"Sybil's in New York by this time!" answered Mrs. Lawton. "I have been too ill to be able to tell you before! So, hurry your hat on and start at once!"
"Dear mamma, Lena can get the drops—she knows where the store is—and then we need not trouble Mr. Bulkley."
"No trouble!—no trouble at all!" pompously declared that gentleman.
"Lena has an oven full of bread to watch!" snapped the suffering one, whose head seemed surprisingly clear, by spells, at least.
"Then," despairingly cried Dorothy, "I will run for it myself! I can go very quickly, mamma, and perhaps Mr. Bulkley will be so good as to keep you company till I return!"
"Dorothy," cried Mrs. Lawton, "are you so utterly heartless that you can deliberately lengthen out this period of suffering, simply to gratify some whim of your own? O—o—o—h!" she groaned, dismally.
While Mr. Bulkley remonstrated: "Really, now, my dear little girl, while we have no right to—er—er, to expect logic from a lovely creature like yourself—you'll pardon me, Miss Dorrie, but you really don't show your usual good sense in this instance! It is quite absurd, your idea of walking when you can reach the village and return in less than a third of the time by driving, and—and you know the poor lady's comfort should be our first thought, so toss on your hat and let us start at once!"
With a lump big and hard in her throat the girl turned and left the room, and half way up the stairs she was almost sure that she heard a low laugh from the room she had left. "Oh," she thought, "if only papa was back from his long walk, or if my Syb were here! How I wish Leslie had arrived before this dreadful old man, who quite wears himself out pretending to be a young man! Oh, dear! oh, dear! if Leslie should happen to see me out with Mr. Bulkley—on the very day he was to call! Oh, mamma, mamma! you are not playing fair!" and she dried two big tears from her eyes before pulling down her veil, and then, all ungloved, she ran down, and scrambling unassisted—to Mr. Bulkley's annoyance—into the trap, sat there clutching the empty bottle, whose various labels told plainly of visits to more than one chemist's shop, and so overheard, though imperfectly, the groom making some suggestion about the horse, "the chin-strap (mumble, mumble), curb, pretty severe (mumble, mumble), tender mouth."
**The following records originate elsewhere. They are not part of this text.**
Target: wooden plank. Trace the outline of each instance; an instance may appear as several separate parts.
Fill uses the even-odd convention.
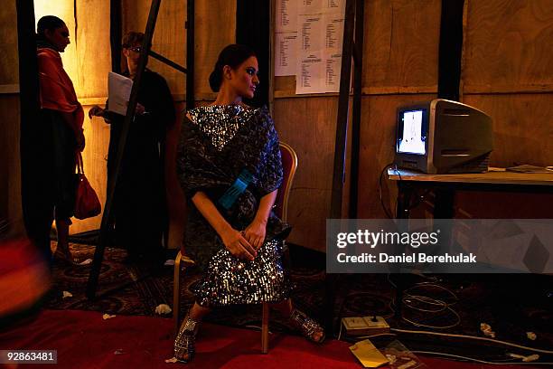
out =
[[[21,160],[19,156],[20,109],[18,95],[0,97],[0,218],[10,222],[14,235],[23,235]]]
[[[17,71],[17,64],[14,66]],[[0,94],[19,93],[19,84],[5,84],[0,85]]]
[[[108,72],[111,71],[109,2],[78,0],[76,75],[70,75],[80,99],[108,95]],[[93,9],[93,11],[91,11]],[[65,62],[65,61],[64,61]]]
[[[436,84],[440,10],[440,0],[367,2],[362,85]]]
[[[395,156],[397,109],[401,105],[430,100],[436,95],[389,95],[363,98],[359,175],[359,218],[385,218],[379,197],[379,176]],[[395,184],[383,179],[383,198],[395,209]]]
[[[520,93],[551,93],[552,83],[537,85],[464,85],[465,95],[478,94],[520,94]]]
[[[3,6],[0,6],[0,24],[2,24],[0,84],[2,85],[19,83],[16,14],[14,1],[5,2]]]
[[[552,24],[550,0],[469,0],[465,85],[551,85]]]

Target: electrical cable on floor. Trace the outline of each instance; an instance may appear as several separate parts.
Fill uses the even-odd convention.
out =
[[[480,340],[480,341],[488,341],[488,342],[492,342],[494,344],[500,344],[500,345],[505,345],[511,346],[511,347],[521,348],[521,349],[527,350],[527,351],[533,351],[533,352],[537,352],[537,353],[540,353],[540,354],[553,355],[553,351],[551,351],[551,350],[543,350],[543,349],[540,349],[540,348],[532,348],[532,347],[528,347],[528,346],[524,346],[524,345],[521,345],[511,344],[511,342],[501,341],[499,339],[488,338],[488,337],[480,337],[478,336],[465,336],[465,335],[456,335],[456,334],[454,334],[454,333],[439,333],[439,332],[429,332],[429,331],[415,331],[415,330],[410,330],[410,329],[399,329],[399,328],[389,328],[389,330],[393,331],[393,332],[412,333],[412,334],[416,334],[416,335],[430,335],[430,336],[442,336],[456,337],[456,338],[476,339],[476,340]]]
[[[512,361],[512,362],[488,362],[488,361],[484,361],[484,360],[480,360],[480,359],[475,359],[473,357],[468,357],[468,356],[461,356],[458,355],[453,355],[453,354],[445,354],[445,353],[437,353],[437,352],[433,352],[433,351],[411,351],[413,354],[422,354],[422,355],[439,355],[439,356],[446,356],[446,357],[454,357],[454,358],[458,358],[458,359],[463,359],[463,360],[468,360],[468,361],[473,361],[475,363],[481,363],[481,364],[493,364],[493,365],[552,365],[553,363],[539,363],[539,362],[531,362],[531,363],[524,363],[524,362],[516,362],[516,361]]]
[[[389,282],[390,284],[392,284],[391,280],[389,280],[389,278],[388,279]],[[393,284],[392,284],[393,285]],[[417,289],[417,288],[420,288],[420,287],[434,287],[434,288],[438,288],[441,289],[443,290],[445,290],[446,292],[448,292],[454,298],[455,301],[453,303],[448,303],[445,301],[442,301],[440,299],[437,298],[430,298],[427,296],[422,296],[422,295],[411,295],[408,293],[408,291]],[[406,289],[404,291],[404,297],[401,300],[402,305],[405,308],[411,308],[413,310],[417,310],[417,311],[422,311],[425,313],[440,313],[443,311],[447,311],[449,310],[455,317],[455,322],[454,324],[451,324],[449,326],[429,326],[429,325],[426,325],[426,324],[422,324],[419,322],[416,322],[414,320],[411,320],[409,318],[405,317],[404,316],[401,317],[401,319],[405,320],[406,322],[412,324],[413,326],[423,326],[425,328],[432,328],[432,329],[448,329],[448,328],[453,328],[455,326],[457,326],[460,323],[461,323],[461,317],[459,316],[459,314],[454,310],[451,306],[456,304],[457,300],[459,298],[457,298],[457,296],[453,293],[451,290],[445,289],[445,287],[439,286],[436,283],[432,283],[432,282],[421,282],[421,283],[417,283],[415,286]],[[428,309],[428,308],[421,308],[418,307],[416,307],[414,304],[411,303],[411,300],[415,300],[415,301],[419,301],[423,304],[427,304],[427,305],[434,305],[434,306],[439,306],[441,307],[441,308],[439,309]]]

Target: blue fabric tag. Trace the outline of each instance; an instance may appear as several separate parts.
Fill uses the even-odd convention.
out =
[[[230,210],[238,197],[246,191],[248,185],[251,182],[253,175],[248,169],[242,169],[239,175],[232,185],[225,191],[225,193],[219,199],[219,203],[225,209]]]

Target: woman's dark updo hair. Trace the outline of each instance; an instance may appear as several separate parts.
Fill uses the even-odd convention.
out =
[[[210,87],[213,92],[218,92],[220,88],[222,70],[225,65],[234,70],[252,56],[256,56],[256,53],[246,45],[233,43],[225,47],[219,54],[213,71],[210,74]]]
[[[55,15],[44,15],[42,17],[36,24],[36,33],[44,36],[44,31],[46,30],[56,30],[65,25],[65,22],[58,18]]]

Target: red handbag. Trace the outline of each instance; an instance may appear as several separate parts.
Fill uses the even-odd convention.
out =
[[[82,167],[82,156],[77,153],[77,194],[74,215],[77,219],[87,219],[102,213],[102,205],[96,191],[89,183]]]

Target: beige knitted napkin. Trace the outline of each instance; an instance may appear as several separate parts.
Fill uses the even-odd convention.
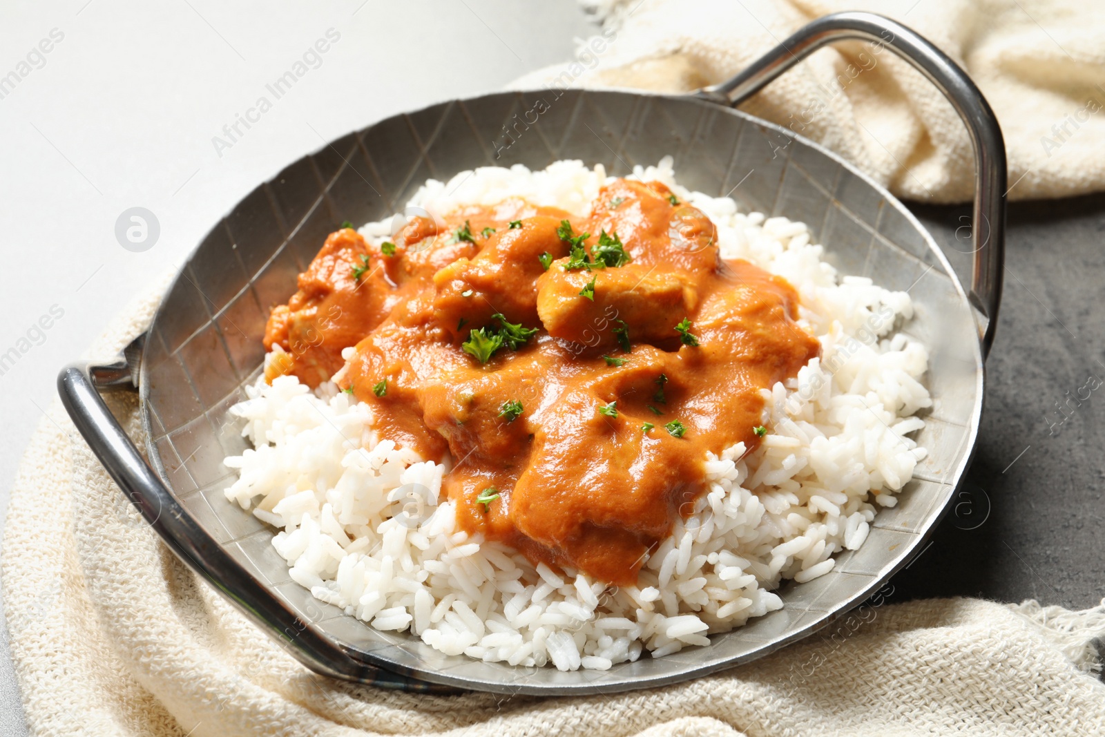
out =
[[[95,344],[115,355],[159,288]],[[137,438],[134,396],[109,397]],[[12,489],[4,613],[34,735],[1103,735],[1105,606],[871,607],[726,673],[591,698],[418,696],[315,676],[199,581],[59,402]]]
[[[581,0],[603,22],[575,63],[516,88],[686,92],[722,82],[804,23],[841,10],[890,15],[943,49],[1001,123],[1011,199],[1105,189],[1105,3],[1101,0]],[[743,109],[824,144],[901,197],[972,196],[962,123],[893,52],[821,50]],[[724,152],[728,155],[728,152]]]

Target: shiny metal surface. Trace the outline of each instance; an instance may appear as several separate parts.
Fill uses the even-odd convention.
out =
[[[222,461],[246,446],[228,409],[260,371],[267,309],[295,291],[296,274],[327,233],[344,220],[391,215],[430,177],[448,180],[491,164],[543,168],[562,158],[624,175],[664,155],[674,156],[687,187],[804,221],[843,273],[913,296],[916,315],[904,331],[932,354],[934,408],[917,435],[929,456],[899,504],[878,514],[865,545],[838,556],[832,572],[786,585],[782,610],[715,635],[708,647],[606,672],[446,656],[414,636],[371,630],[294,583],[271,546],[273,530],[223,496],[231,474]],[[991,230],[983,251],[1000,246]],[[140,398],[156,475],[97,409],[86,368],[66,369],[59,381],[82,433],[149,512],[147,519],[152,501],[164,505],[150,522],[170,548],[308,667],[376,682],[370,666],[377,665],[434,684],[558,695],[657,686],[747,662],[829,624],[877,591],[923,546],[970,461],[982,360],[972,307],[932,238],[897,200],[835,155],[704,99],[554,90],[486,95],[382,120],[291,165],[220,221],[170,287],[146,339]],[[102,375],[119,378],[124,370]],[[180,518],[166,520],[165,509]]]
[[[925,75],[962,118],[975,151],[975,210],[970,233],[975,266],[970,297],[981,313],[982,356],[990,352],[1001,305],[1006,263],[1006,144],[990,104],[969,76],[943,51],[905,25],[864,12],[827,15],[799,29],[744,72],[699,95],[736,106],[818,49],[838,41],[870,41],[891,49]],[[992,243],[993,248],[987,248]]]

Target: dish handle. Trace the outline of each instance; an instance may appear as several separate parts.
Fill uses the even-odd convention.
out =
[[[138,336],[114,364],[66,366],[57,375],[57,391],[92,452],[166,546],[315,673],[415,693],[460,693],[449,686],[385,671],[328,639],[273,596],[180,505],[99,394],[99,390],[107,387],[133,389],[137,386],[144,339],[145,335]]]
[[[841,12],[802,27],[745,71],[696,95],[737,106],[818,49],[838,41],[871,41],[890,48],[944,93],[967,126],[976,169],[970,302],[985,359],[998,325],[1006,262],[1006,144],[990,104],[958,64],[917,32],[885,15]]]

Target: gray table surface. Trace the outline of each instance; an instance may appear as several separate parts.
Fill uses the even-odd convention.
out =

Mr. Bulkley's domineering tones answered: "Let it alone, I tell you! I know what I'm about! I don't want my arms pulled out! Stay here till I come back!" And, without the comforting presence of even a groom, they started toward Yonkers.
The mounted police of those days found little to do on Broadway, and even less on the quiet length and breadth of Riverdale Avenue, and many of them, from very weariness and ennui, made pets of their horses, sometimes teaching them simple tricks. Most of the men walked a good deal, and, with bridles hanging loosely over their arms, allowed the horses to browse the grass at the roadside. But one man had fallen into the habit of leaving his horse entirely free, to follow him like a dog. This animal was the big black, whose swollen leg Mr. Lawton had been interested in, in the spring. His name was Napoleon. He had been on the force for years, and was famous for his speed in short dashes. He had become well acquainted with the Lawtons, and would beg from the girls in the most barefaced manner whenever he met them; while he had established apron-nibbling relations with Lena, who talked much to the policeman of her "mash-man," who was his friend, while Napoleon meditatively sampled the gingham she wore.